State-owned enterprises (SOEs) under the central government level have been urged to give minority shareholders a fair deal through more dividend payouts and thereby set an example for other listed companies.
For years, publicly-traded companies, most of which are majority owned by the State, have always been chary about paying dividends, chiefly because the management's major concern was to conserve capital to finance growth.
This has become a hotly debated issue as the Chinese stock market is drawing in more and more funds from institutional investors, especially pension funds that count dividend income as an important source of regular income.
Noting that SOEs have been more generous in payouts, Li Rongrong, minister of State-owned Assets Supervision and Administration Commission (SASAC), however, said that was not enough. "We will try to encourage more listed SOEs to pay cash dividends," said Li.
It is quite common for listed companies to skip dividends, denying minority shareholders a share of the profit.
Only 249 listed companies posted a loss in 2008, yet 726 firms, or nearly 45 percent of the total, did not pay any dividends to shareholders, according to financial data provider Wind Info.
Shenyang Jinbei Automotive Co Ltd, which has not paid any dividend for 15 years, has become the butt of jokes on the Internet. It's nicknamed "the miser" by investors and scoffed at by analysts and bloggers.
According to global risk management consultancy Protiviti, only about one-10th of the listed Chinese companies pay dividends regularly. The ratio of cash dividend to net profit of companies listed on the mainland has remained much lower than those in mature markets.
"The ratio of cash dividend to net profit of Chinese listed companies was 29 percent in recent years, while the ratio was about 50 percent for the mature markets, such as Japan and Britain.
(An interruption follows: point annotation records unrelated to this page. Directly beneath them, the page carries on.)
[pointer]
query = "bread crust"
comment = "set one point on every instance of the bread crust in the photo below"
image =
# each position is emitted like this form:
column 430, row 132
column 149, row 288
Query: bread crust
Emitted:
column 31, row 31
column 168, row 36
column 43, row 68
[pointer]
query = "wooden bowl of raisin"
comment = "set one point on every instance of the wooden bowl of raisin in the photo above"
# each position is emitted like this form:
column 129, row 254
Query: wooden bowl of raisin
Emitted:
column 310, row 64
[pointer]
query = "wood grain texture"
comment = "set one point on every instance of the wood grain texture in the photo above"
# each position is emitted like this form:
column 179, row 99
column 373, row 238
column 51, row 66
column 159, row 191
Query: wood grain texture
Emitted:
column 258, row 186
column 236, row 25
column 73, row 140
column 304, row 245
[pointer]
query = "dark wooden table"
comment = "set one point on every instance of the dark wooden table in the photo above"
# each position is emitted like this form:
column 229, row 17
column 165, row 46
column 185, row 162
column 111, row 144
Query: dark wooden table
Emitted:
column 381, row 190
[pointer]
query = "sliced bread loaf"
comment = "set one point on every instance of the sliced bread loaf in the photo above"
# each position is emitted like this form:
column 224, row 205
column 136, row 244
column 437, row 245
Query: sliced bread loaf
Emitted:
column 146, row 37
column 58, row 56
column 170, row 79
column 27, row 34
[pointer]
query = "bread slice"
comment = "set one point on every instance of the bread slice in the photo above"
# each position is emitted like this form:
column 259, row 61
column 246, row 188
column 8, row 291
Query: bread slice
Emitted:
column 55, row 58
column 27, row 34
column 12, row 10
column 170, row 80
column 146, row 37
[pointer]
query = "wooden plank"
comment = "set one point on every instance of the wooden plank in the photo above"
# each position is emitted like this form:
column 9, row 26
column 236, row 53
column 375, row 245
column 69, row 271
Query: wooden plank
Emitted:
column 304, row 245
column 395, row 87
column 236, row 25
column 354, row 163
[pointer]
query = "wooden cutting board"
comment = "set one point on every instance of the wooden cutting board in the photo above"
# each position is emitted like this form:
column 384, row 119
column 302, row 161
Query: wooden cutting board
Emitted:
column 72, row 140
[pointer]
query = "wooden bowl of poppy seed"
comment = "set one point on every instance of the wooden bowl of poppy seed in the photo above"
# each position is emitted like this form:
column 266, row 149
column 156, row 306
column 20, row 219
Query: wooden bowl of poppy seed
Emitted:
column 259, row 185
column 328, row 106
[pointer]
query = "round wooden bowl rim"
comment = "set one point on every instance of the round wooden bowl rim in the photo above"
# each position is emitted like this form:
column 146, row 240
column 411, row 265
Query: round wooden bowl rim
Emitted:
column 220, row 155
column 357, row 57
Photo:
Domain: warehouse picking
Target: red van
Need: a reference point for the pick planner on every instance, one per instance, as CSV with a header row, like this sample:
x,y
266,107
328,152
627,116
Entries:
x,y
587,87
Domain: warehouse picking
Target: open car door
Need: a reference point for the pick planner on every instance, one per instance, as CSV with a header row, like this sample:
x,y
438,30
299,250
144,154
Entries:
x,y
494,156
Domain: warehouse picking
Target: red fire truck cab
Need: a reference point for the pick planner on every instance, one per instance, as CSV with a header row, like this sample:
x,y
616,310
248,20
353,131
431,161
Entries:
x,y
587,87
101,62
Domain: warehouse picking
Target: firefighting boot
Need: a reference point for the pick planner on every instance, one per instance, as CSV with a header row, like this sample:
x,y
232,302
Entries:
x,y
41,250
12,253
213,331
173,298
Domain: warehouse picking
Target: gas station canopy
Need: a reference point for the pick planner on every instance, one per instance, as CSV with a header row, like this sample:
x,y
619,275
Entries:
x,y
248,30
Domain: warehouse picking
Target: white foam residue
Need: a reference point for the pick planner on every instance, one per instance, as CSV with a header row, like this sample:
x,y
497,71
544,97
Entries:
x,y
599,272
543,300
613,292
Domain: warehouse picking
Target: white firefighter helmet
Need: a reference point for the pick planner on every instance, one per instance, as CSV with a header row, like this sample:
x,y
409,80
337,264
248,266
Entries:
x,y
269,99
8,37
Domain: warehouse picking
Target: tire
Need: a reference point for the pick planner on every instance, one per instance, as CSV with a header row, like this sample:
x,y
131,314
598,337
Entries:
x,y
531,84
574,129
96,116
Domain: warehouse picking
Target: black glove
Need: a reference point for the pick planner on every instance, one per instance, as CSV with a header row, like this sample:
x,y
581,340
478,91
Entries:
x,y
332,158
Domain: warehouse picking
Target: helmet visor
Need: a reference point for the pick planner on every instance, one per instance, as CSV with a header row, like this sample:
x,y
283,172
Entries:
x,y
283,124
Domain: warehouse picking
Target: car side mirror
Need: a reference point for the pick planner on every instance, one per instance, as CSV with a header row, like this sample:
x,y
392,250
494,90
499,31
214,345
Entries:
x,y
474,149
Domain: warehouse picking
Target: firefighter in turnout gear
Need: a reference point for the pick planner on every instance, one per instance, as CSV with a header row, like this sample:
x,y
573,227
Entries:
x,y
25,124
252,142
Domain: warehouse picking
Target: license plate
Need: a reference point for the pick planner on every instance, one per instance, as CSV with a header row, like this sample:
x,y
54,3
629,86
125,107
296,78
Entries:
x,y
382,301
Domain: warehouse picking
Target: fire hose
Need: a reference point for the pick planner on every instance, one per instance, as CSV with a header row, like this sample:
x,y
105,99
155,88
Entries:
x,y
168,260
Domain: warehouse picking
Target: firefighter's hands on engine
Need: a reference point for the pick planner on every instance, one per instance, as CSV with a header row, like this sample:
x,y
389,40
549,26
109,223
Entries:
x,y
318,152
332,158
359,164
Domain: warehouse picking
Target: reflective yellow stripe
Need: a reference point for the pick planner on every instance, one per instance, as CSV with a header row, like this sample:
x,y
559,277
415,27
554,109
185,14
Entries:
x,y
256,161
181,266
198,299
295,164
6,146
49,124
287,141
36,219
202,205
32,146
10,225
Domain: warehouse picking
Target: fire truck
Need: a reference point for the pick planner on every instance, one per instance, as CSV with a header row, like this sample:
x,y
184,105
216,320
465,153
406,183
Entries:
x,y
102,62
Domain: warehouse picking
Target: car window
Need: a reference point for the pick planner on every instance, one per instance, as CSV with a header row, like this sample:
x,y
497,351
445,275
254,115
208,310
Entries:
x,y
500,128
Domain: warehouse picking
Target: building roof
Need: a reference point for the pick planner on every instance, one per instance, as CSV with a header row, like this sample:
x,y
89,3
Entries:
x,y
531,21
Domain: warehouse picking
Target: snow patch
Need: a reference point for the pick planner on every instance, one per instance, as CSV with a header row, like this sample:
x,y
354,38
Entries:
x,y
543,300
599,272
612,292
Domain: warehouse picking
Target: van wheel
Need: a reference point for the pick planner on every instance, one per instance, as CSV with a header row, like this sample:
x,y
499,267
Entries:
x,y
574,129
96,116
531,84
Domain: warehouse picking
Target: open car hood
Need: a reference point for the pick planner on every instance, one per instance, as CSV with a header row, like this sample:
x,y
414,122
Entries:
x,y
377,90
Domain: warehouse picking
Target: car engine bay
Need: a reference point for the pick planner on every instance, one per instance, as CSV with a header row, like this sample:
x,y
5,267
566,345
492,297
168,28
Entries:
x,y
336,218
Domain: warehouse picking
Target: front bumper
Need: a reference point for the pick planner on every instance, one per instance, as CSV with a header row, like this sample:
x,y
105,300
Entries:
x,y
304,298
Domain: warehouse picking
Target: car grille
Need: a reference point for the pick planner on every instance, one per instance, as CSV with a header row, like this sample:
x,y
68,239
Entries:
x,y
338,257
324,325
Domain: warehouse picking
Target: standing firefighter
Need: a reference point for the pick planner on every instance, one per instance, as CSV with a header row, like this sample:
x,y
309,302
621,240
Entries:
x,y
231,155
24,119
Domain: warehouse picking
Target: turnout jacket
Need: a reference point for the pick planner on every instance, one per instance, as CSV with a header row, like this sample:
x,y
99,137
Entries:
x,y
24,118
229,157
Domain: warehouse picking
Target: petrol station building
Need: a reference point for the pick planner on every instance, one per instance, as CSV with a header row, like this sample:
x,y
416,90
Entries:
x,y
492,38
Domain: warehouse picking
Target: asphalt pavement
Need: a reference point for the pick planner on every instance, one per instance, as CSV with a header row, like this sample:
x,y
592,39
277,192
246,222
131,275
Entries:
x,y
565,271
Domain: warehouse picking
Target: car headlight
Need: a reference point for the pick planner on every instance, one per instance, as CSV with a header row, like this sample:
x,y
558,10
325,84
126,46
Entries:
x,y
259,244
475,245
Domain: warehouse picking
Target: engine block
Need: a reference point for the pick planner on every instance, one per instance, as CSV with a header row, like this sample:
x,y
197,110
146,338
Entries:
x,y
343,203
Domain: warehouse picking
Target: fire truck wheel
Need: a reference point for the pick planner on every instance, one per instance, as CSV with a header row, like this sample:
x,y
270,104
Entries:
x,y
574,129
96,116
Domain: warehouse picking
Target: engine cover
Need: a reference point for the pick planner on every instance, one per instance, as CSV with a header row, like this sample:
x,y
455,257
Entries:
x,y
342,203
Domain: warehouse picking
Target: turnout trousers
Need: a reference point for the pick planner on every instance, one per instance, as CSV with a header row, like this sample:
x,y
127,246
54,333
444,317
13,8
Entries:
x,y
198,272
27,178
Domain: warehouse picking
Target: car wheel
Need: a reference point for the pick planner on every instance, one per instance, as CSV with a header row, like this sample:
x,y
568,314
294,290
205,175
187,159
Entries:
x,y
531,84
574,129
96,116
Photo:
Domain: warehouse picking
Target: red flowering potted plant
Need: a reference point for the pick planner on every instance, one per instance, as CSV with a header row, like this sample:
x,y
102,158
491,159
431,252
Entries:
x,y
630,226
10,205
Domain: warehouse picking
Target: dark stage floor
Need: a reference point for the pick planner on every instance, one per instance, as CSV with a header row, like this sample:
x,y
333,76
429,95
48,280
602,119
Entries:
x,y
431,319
There is still much room for Chinese listed companies to improve," said Christopher Low, president, Protiviti Greater China.
The listed companies should take responsibility to offer stable investment returns to shareholders, which will benefit the long-term development of the companies and help build a healthy capital market, Low said.
China's policymakers have tried to roll out policies to encourage long-term investment and reduce market volatility.
In October 2008, the China Securities Regulatory Commission (CSRC) required those listed firms that applied for refinancing to pay dividends in cash totaling no less than 30 percent of its distributed profits over the past three years.
The CSRC also tried to abolish the stock dividend tax since February 2004. However, various parties haven't reached a consensus. The current tax rate for dividends remains at 20 percent.
"Once the stock dividend tax is abolished, the key shareholders of listed companies may have less disputes over the cash dividend payout. So, more cash dividend payment plans are likely to get passed at board meetings," said Zhao Xijun, a professor at Renmin University of China.
"The dividend payment status also reflected the growing process of a capital market. The proportion of listed companies that paid cash dividend is increasing year after year," said Li Daxiao, director of the research department at Yingda Securities.
According to statistics, in 2005, about 38 percent of the companies that were listed on the domestic market paid cash dividends. In 2006, this proportion improved to 45 percent. It touched 50 percent in 2007.